Early in the SYRIZA-led government of Greece, Russian President Vladimir Putin and Tsipras finished a face-to-face meeting by announcing an agreement to boost investment ties between the two nations. Tsipras also stated that Greece would aim to mend relations between Russia and the European Union through European institutions. Tsipras also declared that Greece did not favor Western sanctions imposed on Russia, adding that it risked the start of another Cold War.

The Greek prime minister has urged Europe to end its sanctions against Russia during a visit to Moscow, cautioning that they could lead to a “new cold war.”

Moreover, Alexis Tsipras also criticized other European leaders who had criticized his two-day visit to the Russian capital after meeting Vladimir Putin in the Kremlin.

It has come to light that Brussels is nervous that the new Greek government was breaking European harmony over Russia’s actions in Ukraine, and Tsipras’s comments in the Kremlin would have been music to Putin’s ears.

Tsipras, talking at a press conference alongside Putin after their talks, voiced his opposition to the sanctions imposed by the EU and US on Russia over its intervention in Ukraine. “The counter-sanctions imposed by Russia have inflicted pain on the Greek economy. But we know the retaliations were a response to sanctions [against Russia], the logic of which we do not entirely share,” he stated.
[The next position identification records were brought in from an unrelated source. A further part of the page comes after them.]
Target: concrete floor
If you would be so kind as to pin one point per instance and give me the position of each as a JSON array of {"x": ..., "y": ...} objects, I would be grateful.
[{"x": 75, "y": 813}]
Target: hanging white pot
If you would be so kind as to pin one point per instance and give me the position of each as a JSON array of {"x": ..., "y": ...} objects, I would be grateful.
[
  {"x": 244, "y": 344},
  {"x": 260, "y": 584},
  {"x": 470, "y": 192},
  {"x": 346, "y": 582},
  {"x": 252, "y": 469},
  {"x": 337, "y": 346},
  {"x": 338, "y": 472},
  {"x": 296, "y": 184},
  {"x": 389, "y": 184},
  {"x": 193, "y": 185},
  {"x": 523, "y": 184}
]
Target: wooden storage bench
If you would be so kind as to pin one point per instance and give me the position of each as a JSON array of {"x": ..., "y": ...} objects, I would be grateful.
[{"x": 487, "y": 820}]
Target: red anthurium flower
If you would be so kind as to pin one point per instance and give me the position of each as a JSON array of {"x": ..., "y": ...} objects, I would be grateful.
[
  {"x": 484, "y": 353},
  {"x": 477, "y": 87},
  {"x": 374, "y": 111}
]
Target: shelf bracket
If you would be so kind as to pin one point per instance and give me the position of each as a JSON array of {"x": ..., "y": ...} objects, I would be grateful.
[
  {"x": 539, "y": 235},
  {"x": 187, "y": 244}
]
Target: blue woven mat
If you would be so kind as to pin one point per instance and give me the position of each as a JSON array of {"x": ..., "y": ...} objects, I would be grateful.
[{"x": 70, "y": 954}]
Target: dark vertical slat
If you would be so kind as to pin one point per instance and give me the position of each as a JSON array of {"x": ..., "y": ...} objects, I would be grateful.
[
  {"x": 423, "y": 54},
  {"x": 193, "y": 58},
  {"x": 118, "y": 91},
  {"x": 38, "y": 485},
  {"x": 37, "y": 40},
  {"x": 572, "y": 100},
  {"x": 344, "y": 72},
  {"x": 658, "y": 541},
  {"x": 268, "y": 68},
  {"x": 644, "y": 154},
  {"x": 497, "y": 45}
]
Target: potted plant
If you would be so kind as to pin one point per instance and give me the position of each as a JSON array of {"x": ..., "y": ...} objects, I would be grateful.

“We openly disapproved of the sanctions. It is not an efficient solution. We think it could bring a new cold war between Russia and the West. To get out of this profound crisis, we must leave behind this vicious cycle of sanctions,” he declared.

Furthermore, Alexis Tsipras’s close friends, such as Panagiotis Kammenos, Greek Minister of National Defense, are close to the Russian Institute for Strategic Studies, once affiliated with Russia’s Foreign Intelligence Service.